コメンタリー

ヒスパニックの街にも出現した「トランプ王国」 第2部 地元市長もトランプ支持 金成隆一

ロマ市役所前に立つ市長のハイメ・エスコバル。背後にリオグランデ川が流れていて、その向こうはメキシコだ
 
◆すぐそこはメキシコ
 ロマ市(City of Roma)の市長に会いに向かった。
 公職に就く政治家から、しかも民主党員としてトランプに投票した人から話を聞ける貴重な機会だ。1時間ぐらい余裕をもってロマ市役所に到着し、周辺を歩いた。
スマホで撮った対岸のメキシコの風景
釣り人が見えたので、望遠レンズで撮影すると、網に魚が一匹もかかっていないことまで見えた

市役所の真横をリオグランデ川が流れていて、目の前にメキシコが見える。対岸の釣り人のスペイン語の会話も、鶏の鳴き声も聞こえた。メキシコは、この町からそれほど近い。

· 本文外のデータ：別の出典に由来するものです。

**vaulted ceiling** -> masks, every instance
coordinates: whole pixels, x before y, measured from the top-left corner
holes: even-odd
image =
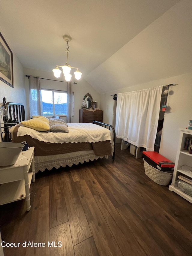
[[[24,67],[50,72],[70,35],[69,64],[102,93],[191,71],[192,3],[5,0],[0,31]]]

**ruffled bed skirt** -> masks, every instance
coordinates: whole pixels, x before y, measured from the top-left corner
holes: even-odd
[[[67,165],[72,166],[74,164],[82,164],[85,161],[103,158],[104,156],[96,155],[93,150],[84,150],[66,154],[52,155],[35,156],[35,170],[37,173],[39,170],[43,172],[45,169],[51,170],[53,167],[56,169],[61,166],[65,167]]]

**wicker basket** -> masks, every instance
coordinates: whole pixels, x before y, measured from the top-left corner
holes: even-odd
[[[149,164],[143,158],[145,173],[151,179],[159,185],[166,186],[172,179],[173,172],[166,173],[161,171]]]

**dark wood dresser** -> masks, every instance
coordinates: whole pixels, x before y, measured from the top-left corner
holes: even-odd
[[[89,111],[86,110],[80,109],[80,123],[92,123],[94,120],[103,122],[102,110]]]

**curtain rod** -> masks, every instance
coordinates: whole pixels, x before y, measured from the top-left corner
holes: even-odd
[[[172,85],[173,85],[174,84],[175,84],[174,83],[170,83],[170,84],[167,84],[166,85],[164,85],[163,87],[166,87],[166,86],[171,86]],[[111,96],[113,96],[115,95],[115,94],[111,94]]]
[[[26,77],[28,77],[28,79],[29,79],[29,76],[28,75],[26,75]],[[34,78],[37,78],[37,77],[33,77]],[[65,81],[59,81],[58,80],[54,80],[53,79],[48,79],[48,78],[43,78],[42,77],[40,77],[40,79],[45,79],[46,80],[50,80],[52,81],[56,81],[56,82],[61,82],[62,83],[68,83],[67,82],[65,82]],[[76,84],[76,83],[73,83],[74,84],[74,85],[75,85],[75,84]]]

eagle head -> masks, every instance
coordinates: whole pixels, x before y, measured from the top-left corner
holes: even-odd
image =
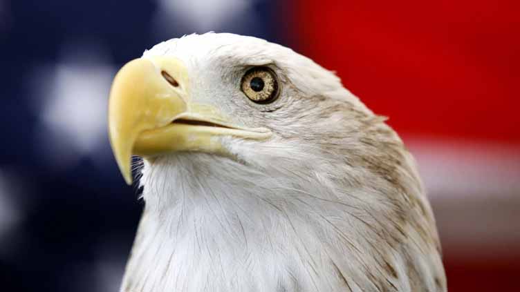
[[[331,52],[333,53],[333,52]],[[334,73],[232,34],[160,43],[110,93],[142,219],[124,291],[441,291],[414,160]]]

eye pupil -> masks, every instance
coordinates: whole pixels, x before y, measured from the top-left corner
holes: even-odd
[[[263,80],[260,77],[254,77],[251,79],[249,86],[251,87],[251,89],[256,92],[261,91],[264,86]]]

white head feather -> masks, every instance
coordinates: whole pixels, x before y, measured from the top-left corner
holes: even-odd
[[[185,62],[194,100],[275,135],[223,138],[233,157],[145,162],[146,207],[123,291],[446,290],[413,159],[333,73],[231,34],[188,35],[144,54],[155,55]],[[260,65],[281,84],[269,105],[240,90],[245,70]]]

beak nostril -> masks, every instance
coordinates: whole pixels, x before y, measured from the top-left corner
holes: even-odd
[[[168,74],[167,72],[162,70],[160,71],[160,74],[166,79],[166,81],[168,81],[169,84],[171,84],[172,86],[178,87],[178,82],[177,82],[177,80],[175,80],[175,79],[172,77],[171,75]]]

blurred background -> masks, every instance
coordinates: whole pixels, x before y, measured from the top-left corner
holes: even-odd
[[[194,32],[335,70],[415,154],[451,291],[520,274],[520,2],[0,0],[0,284],[117,291],[142,208],[106,134],[111,79]]]

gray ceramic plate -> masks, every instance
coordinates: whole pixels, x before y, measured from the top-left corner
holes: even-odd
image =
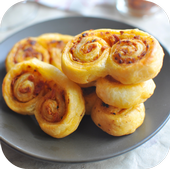
[[[23,29],[0,44],[0,85],[5,76],[5,58],[12,46],[22,38],[42,33],[59,32],[76,35],[88,29],[134,28],[130,25],[101,18],[69,17],[38,23]],[[32,116],[12,112],[0,93],[0,129],[4,143],[34,158],[54,162],[89,162],[115,157],[132,150],[155,135],[169,118],[170,57],[166,49],[164,65],[154,79],[154,95],[145,102],[146,118],[143,125],[131,135],[112,137],[104,133],[85,116],[79,128],[63,139],[45,134]]]

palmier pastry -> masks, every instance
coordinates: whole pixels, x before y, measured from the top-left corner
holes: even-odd
[[[96,29],[76,35],[62,56],[63,72],[77,83],[111,75],[135,84],[160,72],[164,52],[153,36],[138,29]]]
[[[61,70],[61,53],[65,45],[73,36],[59,33],[46,33],[37,37],[39,43],[47,49],[50,55],[50,64]]]
[[[7,72],[2,92],[6,104],[14,112],[34,114],[35,105],[44,94],[46,81],[39,71],[42,65],[40,63],[37,60],[23,61]]]
[[[140,103],[128,109],[121,109],[98,99],[92,109],[91,118],[99,128],[112,136],[128,135],[143,124],[145,106]]]
[[[68,136],[78,128],[85,114],[82,90],[53,65],[41,63],[38,71],[46,79],[46,93],[36,103],[36,120],[48,135]]]
[[[106,104],[130,108],[150,98],[155,87],[152,79],[137,84],[122,84],[111,76],[106,76],[97,80],[96,93]]]
[[[118,37],[107,62],[108,74],[124,84],[154,78],[163,64],[164,51],[151,35],[138,29],[110,30]]]
[[[92,87],[86,87],[86,88],[82,88],[83,91],[83,97],[85,100],[85,107],[86,107],[86,115],[90,115],[91,114],[91,110],[97,100],[97,94],[96,94],[96,87],[92,86]]]
[[[20,62],[32,58],[37,58],[47,63],[50,61],[48,51],[37,42],[36,37],[22,39],[18,41],[8,53],[5,61],[6,71],[8,72]]]
[[[105,63],[109,51],[108,43],[93,31],[81,33],[64,48],[62,70],[76,83],[86,84],[95,81],[106,75]]]

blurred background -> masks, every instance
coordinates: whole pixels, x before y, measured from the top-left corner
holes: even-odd
[[[130,24],[136,28],[143,29],[154,35],[170,52],[170,24],[165,11],[158,5],[146,0],[29,0],[22,1],[12,6],[2,18],[0,26],[0,42],[5,40],[19,30],[43,22],[49,19],[70,17],[70,16],[92,16],[112,19]],[[58,32],[59,33],[59,32]],[[160,136],[166,137],[169,123],[162,129]],[[147,143],[148,144],[148,143]],[[147,144],[145,146],[147,146]],[[159,140],[158,140],[159,144]],[[159,146],[159,145],[158,145]],[[160,148],[160,147],[159,147]],[[160,150],[158,148],[158,150]],[[0,150],[1,151],[1,150]],[[7,146],[2,145],[2,151],[6,158],[20,168],[95,168],[106,166],[112,168],[115,159],[91,164],[62,165],[42,163],[25,157]],[[138,149],[137,151],[140,151]],[[136,153],[136,150],[131,153]],[[120,157],[124,158],[124,157]],[[165,157],[164,157],[165,158]],[[133,158],[131,166],[135,165]],[[145,161],[142,161],[145,162]],[[161,161],[155,161],[153,166]],[[137,169],[137,168],[136,168]],[[142,169],[142,168],[141,168]],[[164,169],[164,168],[162,168]]]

 川を越えれば、あとは妨げるものはない。ここには、建設中の「国境の壁」が到達していない。アメリカ側では、国境警備隊員がピックアップトラックで巡回しているが、1時間ほどの川辺の滞在中に筆者が目撃したのは1台だけだった。
 最近は南部国境を越境する中国人の急増[1]が話題になってきただけに、筆者は、国境警備隊に呼び止められると覚悟したが、警備隊員は車内から笑顔で手を振るだけだった。 
 
◆18世紀から住むヒスパニックも
市長のハイメ・エスコバル
 
 市長のハイメ・エスコバル(46歳)は、市長室で待ってくれていた。午前に米紙ニューヨーク・タイムズ記者の取材を終えたばかりという。
 市長は、インタビューの冒頭で、2024年大統領選の結果を理解する上で役立つだろうからと、この地域の特徴を3点挙げてくれた。

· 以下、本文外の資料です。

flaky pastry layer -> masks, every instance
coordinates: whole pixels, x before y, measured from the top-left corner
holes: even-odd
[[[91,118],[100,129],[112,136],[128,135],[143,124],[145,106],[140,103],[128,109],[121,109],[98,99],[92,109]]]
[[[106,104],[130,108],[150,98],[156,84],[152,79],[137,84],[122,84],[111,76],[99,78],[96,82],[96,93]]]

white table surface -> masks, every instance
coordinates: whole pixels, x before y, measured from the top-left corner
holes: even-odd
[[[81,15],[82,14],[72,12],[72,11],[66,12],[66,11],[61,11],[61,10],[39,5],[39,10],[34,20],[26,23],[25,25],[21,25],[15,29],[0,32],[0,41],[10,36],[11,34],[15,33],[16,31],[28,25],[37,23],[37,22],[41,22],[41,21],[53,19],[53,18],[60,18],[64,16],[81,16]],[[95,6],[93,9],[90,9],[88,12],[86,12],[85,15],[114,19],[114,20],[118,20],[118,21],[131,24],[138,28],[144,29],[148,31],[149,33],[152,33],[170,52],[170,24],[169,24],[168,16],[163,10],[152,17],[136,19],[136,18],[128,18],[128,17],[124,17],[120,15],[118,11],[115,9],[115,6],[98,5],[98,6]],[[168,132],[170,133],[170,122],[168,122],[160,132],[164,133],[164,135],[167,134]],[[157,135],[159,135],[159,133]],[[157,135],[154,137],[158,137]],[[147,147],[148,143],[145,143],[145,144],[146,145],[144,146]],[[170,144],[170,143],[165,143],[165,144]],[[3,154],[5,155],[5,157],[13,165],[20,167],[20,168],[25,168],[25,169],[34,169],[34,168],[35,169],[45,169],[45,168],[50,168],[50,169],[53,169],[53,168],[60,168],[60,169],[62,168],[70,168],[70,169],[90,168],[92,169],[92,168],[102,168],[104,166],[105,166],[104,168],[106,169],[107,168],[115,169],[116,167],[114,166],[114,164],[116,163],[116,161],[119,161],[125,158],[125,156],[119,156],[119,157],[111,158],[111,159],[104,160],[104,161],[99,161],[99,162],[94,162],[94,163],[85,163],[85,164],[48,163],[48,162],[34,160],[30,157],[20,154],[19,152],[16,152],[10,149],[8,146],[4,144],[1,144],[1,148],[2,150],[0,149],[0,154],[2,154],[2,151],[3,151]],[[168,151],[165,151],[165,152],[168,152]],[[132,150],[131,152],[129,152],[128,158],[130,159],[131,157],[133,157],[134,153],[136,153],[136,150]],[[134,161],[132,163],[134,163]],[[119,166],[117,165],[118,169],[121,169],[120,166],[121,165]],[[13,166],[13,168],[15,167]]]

 一つ目は、スター郡の人口の97%を占めるヒスパニックには、18世紀からこの地域に住む祖先を持つ人が少なくないこと。実際、市長の父方のルーツをたどると1700年代後半までさかのぼれるという。一方、母方はメキシコ出身で、祖父が1950年代にシカゴの工場で働くために渡米したという。
つまり、アメリカで暮らすヒスパニックの住民は、移民1世や2世、3世だけではない、ということだ。19世紀、20世紀になって欧州から移り住んだ祖先を持つ多くの白人よりも、市長の祖先は先に暮らしていたことになる。

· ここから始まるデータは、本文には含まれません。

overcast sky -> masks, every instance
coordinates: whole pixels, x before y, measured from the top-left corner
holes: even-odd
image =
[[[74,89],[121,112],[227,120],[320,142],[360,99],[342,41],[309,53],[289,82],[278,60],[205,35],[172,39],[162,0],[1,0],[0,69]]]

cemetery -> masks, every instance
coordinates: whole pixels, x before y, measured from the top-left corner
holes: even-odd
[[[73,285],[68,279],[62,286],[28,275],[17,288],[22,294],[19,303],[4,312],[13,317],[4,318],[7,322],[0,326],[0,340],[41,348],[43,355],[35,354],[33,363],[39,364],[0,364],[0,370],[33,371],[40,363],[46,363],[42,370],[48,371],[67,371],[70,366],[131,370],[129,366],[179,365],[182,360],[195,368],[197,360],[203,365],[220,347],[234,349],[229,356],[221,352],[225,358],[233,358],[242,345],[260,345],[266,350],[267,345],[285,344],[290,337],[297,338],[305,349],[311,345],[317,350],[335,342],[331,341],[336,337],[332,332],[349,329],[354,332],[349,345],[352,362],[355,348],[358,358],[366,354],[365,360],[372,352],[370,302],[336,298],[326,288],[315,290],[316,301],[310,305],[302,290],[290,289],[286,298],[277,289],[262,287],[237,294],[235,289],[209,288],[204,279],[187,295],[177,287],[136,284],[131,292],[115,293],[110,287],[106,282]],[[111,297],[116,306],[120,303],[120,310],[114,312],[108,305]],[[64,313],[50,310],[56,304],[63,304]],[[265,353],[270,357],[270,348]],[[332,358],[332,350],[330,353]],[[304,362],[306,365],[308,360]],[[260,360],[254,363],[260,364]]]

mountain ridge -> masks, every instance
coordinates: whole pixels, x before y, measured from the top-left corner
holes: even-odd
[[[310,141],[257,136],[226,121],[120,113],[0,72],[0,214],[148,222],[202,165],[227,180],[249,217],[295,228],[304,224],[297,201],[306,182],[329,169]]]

 二つ目は、世帯収入が「かなり低い」(市長)こと。確かに国勢調査によると、市の世帯所得(中央値)は2万7741ドルで、テキサス州(7万6292ドル)や全米(7万8538ドル)に引き離されている[2]。教育や銀行、医療分野の限られた仕事を除くと、雇用機会は少なく、市長としての最大の仕事は雇用機会の創出で、国境の町である地理条件を活かして自動車部品や農産物の中継拠点としての機能強化をめざしている、という。
 
◆住民の多くはブルーカラー労働者
 
ロマ市にも天然ガスパイプラインが走っている。エネルギー産業は貴重な雇用の場だ
 
  三つ目は、住民の大半がブルーカラー労働者であること。
  市長は「多くは大学の学位を持っていない。非常に勤勉だが、特に男性、父親の多くは石油やガス産業で稼ぐため、残念ながら単身赴任でヒューストンなどの大都市近郊に行かなければならない」と話した。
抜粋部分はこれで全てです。